The Pittsburgh Press (February 1, 1943)
Roving Reporter
By Ernie Pyle
A forward airdrome in French North Africa – (Jan. 31)
The American soldier is a born housewife, I’ve become convinced. I’ll bet there’s not another army in the world that fixes itself a “home away from home” as quickly as ours does. I’ve seen the little home touches created by our soldiers in their barns and castles and barracks and tents all over America, Ireland, England and Africa. But nowhere has this sort of thing given such a play as here at one of our desert airdromes.
The reason is twofold: First, the climate here is so dry you can fix up something with a fair certainty that it won’t be washed away in the morning. Second, because of the constant danger of a German bashing, the boys have dug into the ground to make their homes, and the things they can do with a cave were endless, as every farm boy knows.
The basic shelter here is a pup tent, but the soldiers have dug holes and set their tents over these. And the accessories inside provide one of the greatest shows on earth. Wandering among them is better than going to a state fair. The variations are infinite.
There are a few fantastically elaborate two- and three-room apartments underground. One officer has dug his deep slit trench right inside his tent, at the foot of his bed. He has even lined the trench with blankets so he can lie six feet below ground under canvas and sleep during a raid. The finest homes are made by those who are lucky enough to get or borrow the covered-wagon ribs and canvas from a truck. They dug a hole and plant the canopy over the top.
Some of them have places fixed like sheiks’ palaces. On the dirt floors are mats bought from Arabs in a nearby village. Some have electric lights hooked to batteries. One man bought a two-burner gasoline stove from some Frenchman for $3.20. On it he and his buddies heat water for washing and fry an occasional egg. Furthermore, they have rigged up a shield from a gasoline tin and fitted it over the stove so that it channels the heat sideways and warms the tent at night.
An officer whose bedroll lies flat on the ground dug a hole two feet deep beside this ‘‘bed” so he can let his legs hang over the side normally when he sits on the bed. Many dugouts have pictures of girls back home hanging on the walls. A few boys have papered their bare walls with Arab straw mats.
One evening I stuck my nose into the dugout of Sgt. Ray Aalto, 4732 Oakton Street, Skokie, Illinois. He is an ordnance man now, caring for the guns on airplanes, but before the war he was a steam-boiler man. Aalto has one thing nobody else in camp has. He has built a fireplace inside his dugout. He has tunneled into one end of the dugout, lined the hole with gasoline tins, and made a double-jointed chimney so that no sparks nor light can show. He wishes his wife could see him now.
The deepest and most comfortable dugout I’ve seen was built by four boys in the ground crew of a fighter squadron. It is five feet deep, and on each side, they left a ledge wide enough for two bedding rolls, making two double beds. You enter by a long L-shaped trench, with steps leading down the first part of the L. At the door is a double set of blackout curtains. Inside they have rigged up candles and flashlights with blackout hoods.

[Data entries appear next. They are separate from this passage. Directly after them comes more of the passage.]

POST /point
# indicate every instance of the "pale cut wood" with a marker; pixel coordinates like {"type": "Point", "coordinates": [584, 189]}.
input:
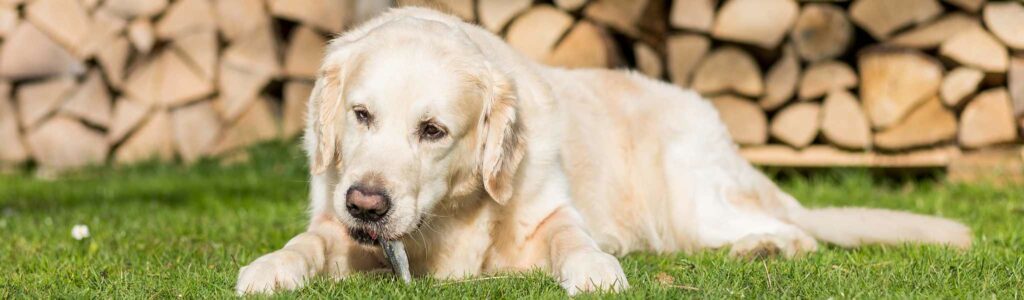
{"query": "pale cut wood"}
{"type": "Point", "coordinates": [153, 140]}
{"type": "Point", "coordinates": [927, 125]}
{"type": "Point", "coordinates": [882, 17]}
{"type": "Point", "coordinates": [200, 50]}
{"type": "Point", "coordinates": [536, 32]}
{"type": "Point", "coordinates": [684, 53]}
{"type": "Point", "coordinates": [745, 122]}
{"type": "Point", "coordinates": [844, 122]}
{"type": "Point", "coordinates": [239, 88]}
{"type": "Point", "coordinates": [328, 15]}
{"type": "Point", "coordinates": [728, 69]}
{"type": "Point", "coordinates": [825, 76]}
{"type": "Point", "coordinates": [257, 124]}
{"type": "Point", "coordinates": [586, 45]}
{"type": "Point", "coordinates": [113, 58]}
{"type": "Point", "coordinates": [797, 125]}
{"type": "Point", "coordinates": [141, 36]}
{"type": "Point", "coordinates": [1006, 20]}
{"type": "Point", "coordinates": [91, 101]}
{"type": "Point", "coordinates": [67, 22]}
{"type": "Point", "coordinates": [239, 17]}
{"type": "Point", "coordinates": [12, 150]}
{"type": "Point", "coordinates": [304, 53]}
{"type": "Point", "coordinates": [648, 61]}
{"type": "Point", "coordinates": [821, 32]}
{"type": "Point", "coordinates": [692, 14]}
{"type": "Point", "coordinates": [296, 96]}
{"type": "Point", "coordinates": [38, 99]}
{"type": "Point", "coordinates": [1015, 83]}
{"type": "Point", "coordinates": [186, 16]}
{"type": "Point", "coordinates": [29, 53]}
{"type": "Point", "coordinates": [958, 84]}
{"type": "Point", "coordinates": [823, 156]}
{"type": "Point", "coordinates": [967, 5]}
{"type": "Point", "coordinates": [127, 116]}
{"type": "Point", "coordinates": [495, 14]}
{"type": "Point", "coordinates": [895, 81]}
{"type": "Point", "coordinates": [197, 129]}
{"type": "Point", "coordinates": [933, 34]}
{"type": "Point", "coordinates": [978, 48]}
{"type": "Point", "coordinates": [761, 23]}
{"type": "Point", "coordinates": [135, 8]}
{"type": "Point", "coordinates": [52, 150]}
{"type": "Point", "coordinates": [780, 82]}
{"type": "Point", "coordinates": [987, 120]}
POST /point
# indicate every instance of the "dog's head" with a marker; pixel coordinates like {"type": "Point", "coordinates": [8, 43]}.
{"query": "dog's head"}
{"type": "Point", "coordinates": [412, 117]}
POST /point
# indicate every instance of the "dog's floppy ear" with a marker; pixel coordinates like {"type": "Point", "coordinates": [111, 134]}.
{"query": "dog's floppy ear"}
{"type": "Point", "coordinates": [503, 142]}
{"type": "Point", "coordinates": [326, 102]}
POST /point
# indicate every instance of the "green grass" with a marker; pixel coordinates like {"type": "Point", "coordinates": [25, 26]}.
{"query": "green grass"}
{"type": "Point", "coordinates": [163, 231]}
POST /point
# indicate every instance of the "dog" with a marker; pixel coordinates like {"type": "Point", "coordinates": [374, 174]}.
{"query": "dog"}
{"type": "Point", "coordinates": [431, 131]}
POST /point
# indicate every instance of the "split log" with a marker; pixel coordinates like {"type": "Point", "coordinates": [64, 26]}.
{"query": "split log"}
{"type": "Point", "coordinates": [328, 15]}
{"type": "Point", "coordinates": [977, 48]}
{"type": "Point", "coordinates": [958, 84]}
{"type": "Point", "coordinates": [927, 125]}
{"type": "Point", "coordinates": [882, 17]}
{"type": "Point", "coordinates": [821, 32]}
{"type": "Point", "coordinates": [761, 23]}
{"type": "Point", "coordinates": [826, 76]}
{"type": "Point", "coordinates": [728, 69]}
{"type": "Point", "coordinates": [30, 53]}
{"type": "Point", "coordinates": [186, 16]}
{"type": "Point", "coordinates": [933, 34]}
{"type": "Point", "coordinates": [197, 129]}
{"type": "Point", "coordinates": [296, 96]}
{"type": "Point", "coordinates": [1006, 20]}
{"type": "Point", "coordinates": [141, 35]}
{"type": "Point", "coordinates": [91, 101]}
{"type": "Point", "coordinates": [127, 116]}
{"type": "Point", "coordinates": [304, 53]}
{"type": "Point", "coordinates": [987, 120]}
{"type": "Point", "coordinates": [745, 122]}
{"type": "Point", "coordinates": [780, 82]}
{"type": "Point", "coordinates": [586, 45]}
{"type": "Point", "coordinates": [153, 140]}
{"type": "Point", "coordinates": [495, 14]}
{"type": "Point", "coordinates": [237, 18]}
{"type": "Point", "coordinates": [684, 53]}
{"type": "Point", "coordinates": [647, 60]}
{"type": "Point", "coordinates": [692, 14]}
{"type": "Point", "coordinates": [894, 81]}
{"type": "Point", "coordinates": [844, 122]}
{"type": "Point", "coordinates": [52, 150]}
{"type": "Point", "coordinates": [12, 151]}
{"type": "Point", "coordinates": [36, 100]}
{"type": "Point", "coordinates": [797, 125]}
{"type": "Point", "coordinates": [536, 32]}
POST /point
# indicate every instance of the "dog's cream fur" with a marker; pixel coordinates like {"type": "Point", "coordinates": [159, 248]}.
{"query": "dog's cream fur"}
{"type": "Point", "coordinates": [542, 168]}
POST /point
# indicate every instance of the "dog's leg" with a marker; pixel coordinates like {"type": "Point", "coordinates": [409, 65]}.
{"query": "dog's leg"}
{"type": "Point", "coordinates": [577, 261]}
{"type": "Point", "coordinates": [326, 246]}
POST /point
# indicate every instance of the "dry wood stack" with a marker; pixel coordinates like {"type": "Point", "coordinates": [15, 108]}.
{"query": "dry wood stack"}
{"type": "Point", "coordinates": [808, 83]}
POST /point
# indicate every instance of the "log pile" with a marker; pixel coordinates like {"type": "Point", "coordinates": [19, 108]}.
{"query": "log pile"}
{"type": "Point", "coordinates": [799, 83]}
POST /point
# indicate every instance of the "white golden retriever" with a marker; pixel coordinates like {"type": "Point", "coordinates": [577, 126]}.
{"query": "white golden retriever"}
{"type": "Point", "coordinates": [432, 131]}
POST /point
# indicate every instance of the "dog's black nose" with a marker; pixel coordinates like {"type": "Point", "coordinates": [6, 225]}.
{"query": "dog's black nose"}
{"type": "Point", "coordinates": [367, 204]}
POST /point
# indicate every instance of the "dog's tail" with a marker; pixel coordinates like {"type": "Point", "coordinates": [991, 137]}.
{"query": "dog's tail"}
{"type": "Point", "coordinates": [855, 226]}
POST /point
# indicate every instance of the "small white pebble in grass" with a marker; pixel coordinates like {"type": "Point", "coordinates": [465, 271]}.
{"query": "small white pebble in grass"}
{"type": "Point", "coordinates": [80, 231]}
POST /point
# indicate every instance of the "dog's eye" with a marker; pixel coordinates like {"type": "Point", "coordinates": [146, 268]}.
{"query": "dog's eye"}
{"type": "Point", "coordinates": [430, 131]}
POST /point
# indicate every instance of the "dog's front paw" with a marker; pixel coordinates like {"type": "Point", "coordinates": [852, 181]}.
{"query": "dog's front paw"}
{"type": "Point", "coordinates": [279, 270]}
{"type": "Point", "coordinates": [589, 271]}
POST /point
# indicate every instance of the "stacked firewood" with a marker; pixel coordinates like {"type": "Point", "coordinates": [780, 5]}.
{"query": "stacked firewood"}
{"type": "Point", "coordinates": [811, 83]}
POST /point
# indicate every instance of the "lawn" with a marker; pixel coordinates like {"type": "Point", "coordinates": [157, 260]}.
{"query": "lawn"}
{"type": "Point", "coordinates": [163, 231]}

Most of the soldiers go to bed an hour or so after dark, because the camp is blacked out and there’s nothing else to do. Only those with blackout lights in their dugouts can stay up and read or play cards or talk. These four boys have dug a square hole in the wall of their dugout and fitted into it a gasoline tin with a door lock, making a perfect wall safe for cigarettes, chocolates, etc. Their dugout is so deep they can stay in it during a raid. In fact, they don’t even get out of bed.

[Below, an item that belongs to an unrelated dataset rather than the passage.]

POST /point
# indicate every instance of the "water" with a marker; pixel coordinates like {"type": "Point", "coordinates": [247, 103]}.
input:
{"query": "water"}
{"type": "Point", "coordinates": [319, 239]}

It took the four of them three days, working every minute of their spare time, to dig their hole and fix it up. The four are Pvt. Neil Chamblee of Zebulon, North Carolina, Pvt. W. T. Minges of Gastonia, North Carolina, Sgt. Robert Cook of Montpelier, Indiana, and Sgt. Richard Hughes of Weiner, Arkansas. Sgt. Hughes was especially pleased that I came around, because his mother had written him that I was in Africa and that she hoped our paths would cross, but he never supposed they would.
I believe a character analyst could walk around this camp and learn more than you could by having the boys fill out a thousand questionnaires. Hundreds of boys have done nothing at all to their tents, but I believe at least half of them have added some home touch. A fellow doesn’t think of these things and work his head off on his own time creating them unless he’s got a real lively ingenuity in him.